Suggestions on how to write a debug format conversion tool - debugging

I'm looking to write a tool that aims to convert debug symbols of one format to another format that's compatible for use under GDB. This seems like a tedious and potentially complex project so I'm not exactly sure how to tackling it.
Intially I'm aiming to convert the Turbo Debug Symbol table(TDS) emitted from borland compilers into something like stabs or dwarf format(seems like dwarf is prefer from my research). But ideally I want to design my tool to be easy enough to extend so it could convert other formats too later on. e.g. codeview4 or maybe even pdb.
My primary motivation for creating this are:
Interoperability. If I can convert a foreign debug format into a form gdb can work with then source-level debugging would be possible on binaries compiled from another compiler other than gcc. This means any frontend debugging interface that uses gdb as a backend will work as well.
No other tools exist. I did a google searching around for similar tools and the closest I've found is tds2dbg. But it doesn't quite do what I'm looking for.
What I have to work with at the moment:
I already have a debug hook API that can understand the TDS debug format. I can use that to help me get at the needed information from the source format I'm converting from.
For the scope of this project, I'm mainly interested in getting this to work under the win32 environment.

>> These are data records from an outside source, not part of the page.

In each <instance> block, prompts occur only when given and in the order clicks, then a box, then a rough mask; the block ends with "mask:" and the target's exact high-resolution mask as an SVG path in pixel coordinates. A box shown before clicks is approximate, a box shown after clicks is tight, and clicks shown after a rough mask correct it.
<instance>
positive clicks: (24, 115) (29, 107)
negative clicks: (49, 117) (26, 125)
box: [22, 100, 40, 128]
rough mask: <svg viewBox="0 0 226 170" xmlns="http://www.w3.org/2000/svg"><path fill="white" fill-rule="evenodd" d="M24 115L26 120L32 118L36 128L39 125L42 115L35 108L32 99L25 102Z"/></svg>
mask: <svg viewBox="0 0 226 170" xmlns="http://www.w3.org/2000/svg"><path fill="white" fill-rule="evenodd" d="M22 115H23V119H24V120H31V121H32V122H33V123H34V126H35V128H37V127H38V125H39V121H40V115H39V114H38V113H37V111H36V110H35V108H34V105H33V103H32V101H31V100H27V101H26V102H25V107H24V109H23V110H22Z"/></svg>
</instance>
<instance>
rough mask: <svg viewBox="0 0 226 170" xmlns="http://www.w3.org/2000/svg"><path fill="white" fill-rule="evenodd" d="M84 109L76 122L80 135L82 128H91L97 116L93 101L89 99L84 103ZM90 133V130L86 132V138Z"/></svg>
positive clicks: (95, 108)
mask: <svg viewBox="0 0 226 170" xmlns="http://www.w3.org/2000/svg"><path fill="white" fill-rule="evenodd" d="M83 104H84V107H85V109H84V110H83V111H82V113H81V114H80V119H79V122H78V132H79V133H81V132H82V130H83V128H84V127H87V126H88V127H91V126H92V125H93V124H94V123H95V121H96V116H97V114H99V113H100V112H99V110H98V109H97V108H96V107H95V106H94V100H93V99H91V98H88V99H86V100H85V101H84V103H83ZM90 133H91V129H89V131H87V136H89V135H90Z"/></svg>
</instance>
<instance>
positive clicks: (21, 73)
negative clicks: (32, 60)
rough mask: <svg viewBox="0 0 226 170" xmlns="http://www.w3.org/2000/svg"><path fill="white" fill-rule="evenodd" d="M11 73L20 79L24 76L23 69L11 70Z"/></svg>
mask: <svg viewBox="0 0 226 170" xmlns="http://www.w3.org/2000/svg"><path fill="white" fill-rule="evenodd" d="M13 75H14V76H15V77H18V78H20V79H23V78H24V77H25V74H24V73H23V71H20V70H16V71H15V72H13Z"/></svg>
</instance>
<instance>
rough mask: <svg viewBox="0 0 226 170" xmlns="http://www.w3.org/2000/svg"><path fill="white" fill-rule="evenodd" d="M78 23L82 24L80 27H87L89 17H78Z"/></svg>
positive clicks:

Other platforms and tools I'm not really concerned about.
The target dwarf debug format I'm converting to. This one I'm really not familiar with at all. I have used gcc ported compilers like MinGW before and debugged them with gdb with the dwarf format. But I don't have any idea how this format is implemented on windows.
The last point is the one I'm concerned about. I'm reading through the dwarf spec documentation but I find I'm having trouble really understanding and comprehending how it works. There's so much detail in there but at the same time it doesn't have any details about how dwarf gets implemented on object files and image files on a platform that doesn't use ELF natively -- namely the PE-COFF format that windows uses. The documentation is also a very dry read, long sentences make it hard to understand and diagrams and illustrations are sparse. I came across an API called libDwarf that should take most of the parsing work out of interpreting dwarf. The problem is I'm still trying to get it to build and I don't know yet how it will work out.
I haven't written any code yet since I don't fully understand what it is I need to build. I have a feeling the biggest hurtle will be figuring out how to work with dwarf due to it's complexity. Googling for information on how dwarf works under windows hasn't turned up anything helpful either. Like for example, there's no information about the 'glue' code that's needed to contain dwarf within a PE executable image file. How are the dwarf sections exactly layed out? Are there any header information for each section? GDB clearly doesn't just take a 'raw' dwarf debug file and use it as is. So what kind of format does gdb expect the debug file to be in for it to be able to work with it?
My question is, how can I start on such a project? More importantly, where can I turn to for help when I inevitably get stuck on a problem?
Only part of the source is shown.